MISTER X is self described by Dean Motter and his various publishers as a fusion of film noir, Art Deco, and German Expressionism.   The story is of a utopian city with architecture that drives its inhabitants mad and the never-sleeping architect who quested tirelessly for a cure, Mister X. 

Mister X never or almost never sleeps, his mania, his nightly patrols of the city, all illustrate a tragic figure, but also, far deeper layers than the average reader would detect.  He is not a character you love, but he is a character worthy of the pathos I feel for him.  He is the creator of a madness, and his job is to cure it. 

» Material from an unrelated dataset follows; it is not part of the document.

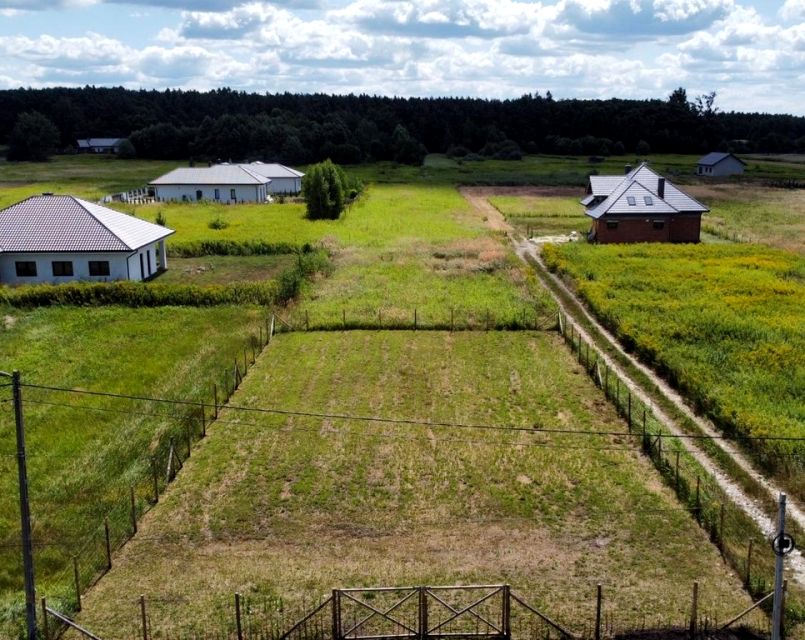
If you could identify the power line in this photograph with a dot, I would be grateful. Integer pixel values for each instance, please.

The Horrorist is a tale of the character John Constantine as detailed and fleshed out by Jamie Delano, that is powerful, even filled with depth not seen in the longer run in the book Hellblazer.  Perhaps it is this way due to David Lloyd's art, or that facing a limited page count, Jamie told a story that had to have a certain amount of power to it in the space offered.  Jamie is my favorite writer of Hellblazer (Mike Carey thereafter) and it isn't wrong to suggest I just like Jamie on the character.  But I think it is the art with his words, that sort of gestalt combination, where one plus one equals three.  This is dark, raw but also beautiful, for what it is.

Sandman Mystery Theatre is not truly dark, despite the night time activities of the Golden Age Sandman and his companion.  It is a perfect 1940s pulp written for the modern audience, and Guy Davis art makes it have layers of texture, layers of meaning, that most comic art fails to create.   I like this, and it is a book I read when feeling a dose of Pulp.